The sign at the entrance to the Gallitzin State Forest says "No ATVs," but someone clearly disobeys that prohibition on a regular basis.  A series of ATV and dirt bike trails circles the summit of Brier Knob.  In places it's a wide, muddy track.  But on the southern and western sides of the circuit, it's a pleasant mountain road through the bright autumnal forest, fragrant and cool.
This is the Gallitzin State Forest, not to be confused with Prince Gallitzin State Park.  This "Prince Gallitzin" character was a Russian or Polish aristocrat and an Roman Catholic missionary to the area.  He is sometimes known as the "Apostle to the Alleghenies."  Apparently he's up for canonization.  Gallitzin died in Cambria County in 1840.  
Along the John P. Saylor Trail, there's a rock formation known as Wolf Rocks, which are worth a climb.
This stack of boulders is just close enough to the roadway that people come out here pretty frequently to deface them with spray paint.  If the boulders were even half a mile further into the woods, they'd be free from all graffiti--because the kind of people who spray paint rocks are not the kind who walk very far from their cars.  
The crevasses down between the rocks are 15 to 20 feet deep in places and plenty treacherous.

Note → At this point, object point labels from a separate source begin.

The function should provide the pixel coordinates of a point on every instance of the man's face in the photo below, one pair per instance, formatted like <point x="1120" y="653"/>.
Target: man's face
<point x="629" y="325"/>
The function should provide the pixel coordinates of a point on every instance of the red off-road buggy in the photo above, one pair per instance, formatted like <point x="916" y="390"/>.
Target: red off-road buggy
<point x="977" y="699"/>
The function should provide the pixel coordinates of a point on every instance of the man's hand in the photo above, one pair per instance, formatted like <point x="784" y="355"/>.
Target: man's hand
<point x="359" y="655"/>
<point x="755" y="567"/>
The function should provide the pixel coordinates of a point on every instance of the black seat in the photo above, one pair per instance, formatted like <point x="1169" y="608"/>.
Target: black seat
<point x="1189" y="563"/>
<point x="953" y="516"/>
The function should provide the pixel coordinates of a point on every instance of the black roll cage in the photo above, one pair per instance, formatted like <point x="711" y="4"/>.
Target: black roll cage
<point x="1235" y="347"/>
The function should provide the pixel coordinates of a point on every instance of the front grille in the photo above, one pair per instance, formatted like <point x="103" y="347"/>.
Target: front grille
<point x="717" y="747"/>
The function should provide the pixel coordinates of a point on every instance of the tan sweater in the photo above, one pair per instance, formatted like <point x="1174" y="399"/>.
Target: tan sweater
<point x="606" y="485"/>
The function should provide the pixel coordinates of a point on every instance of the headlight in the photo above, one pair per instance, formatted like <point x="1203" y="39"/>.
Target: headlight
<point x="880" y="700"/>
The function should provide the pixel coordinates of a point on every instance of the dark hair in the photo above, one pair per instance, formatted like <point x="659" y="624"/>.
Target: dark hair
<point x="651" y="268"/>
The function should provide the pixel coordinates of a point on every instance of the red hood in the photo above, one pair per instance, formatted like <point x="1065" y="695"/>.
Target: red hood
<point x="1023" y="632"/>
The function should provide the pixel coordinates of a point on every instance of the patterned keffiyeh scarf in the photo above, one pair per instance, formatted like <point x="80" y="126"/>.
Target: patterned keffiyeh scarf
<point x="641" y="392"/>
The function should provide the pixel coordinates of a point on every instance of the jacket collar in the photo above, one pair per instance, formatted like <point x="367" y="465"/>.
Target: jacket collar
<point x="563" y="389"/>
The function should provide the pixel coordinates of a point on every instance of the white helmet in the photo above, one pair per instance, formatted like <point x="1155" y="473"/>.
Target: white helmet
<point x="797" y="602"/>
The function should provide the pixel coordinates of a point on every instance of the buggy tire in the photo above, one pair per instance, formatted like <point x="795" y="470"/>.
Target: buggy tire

Ah, tea berries!  They're edible, if a little flavorless.  The most potent ones have the slightest whiff of mint about them.  During the American Revolution, colonists would use the leaves of the tea berry plant as an ersatz tea because the British blocked all tea trade from the Caribbean.  That's how the plant gets its name.  But tea berry tea is not made like regular tea.  You have to keep the leaves in cold water for a few days before they render any flavor at all, and then you heat and drink the water that the leaves were soaked in.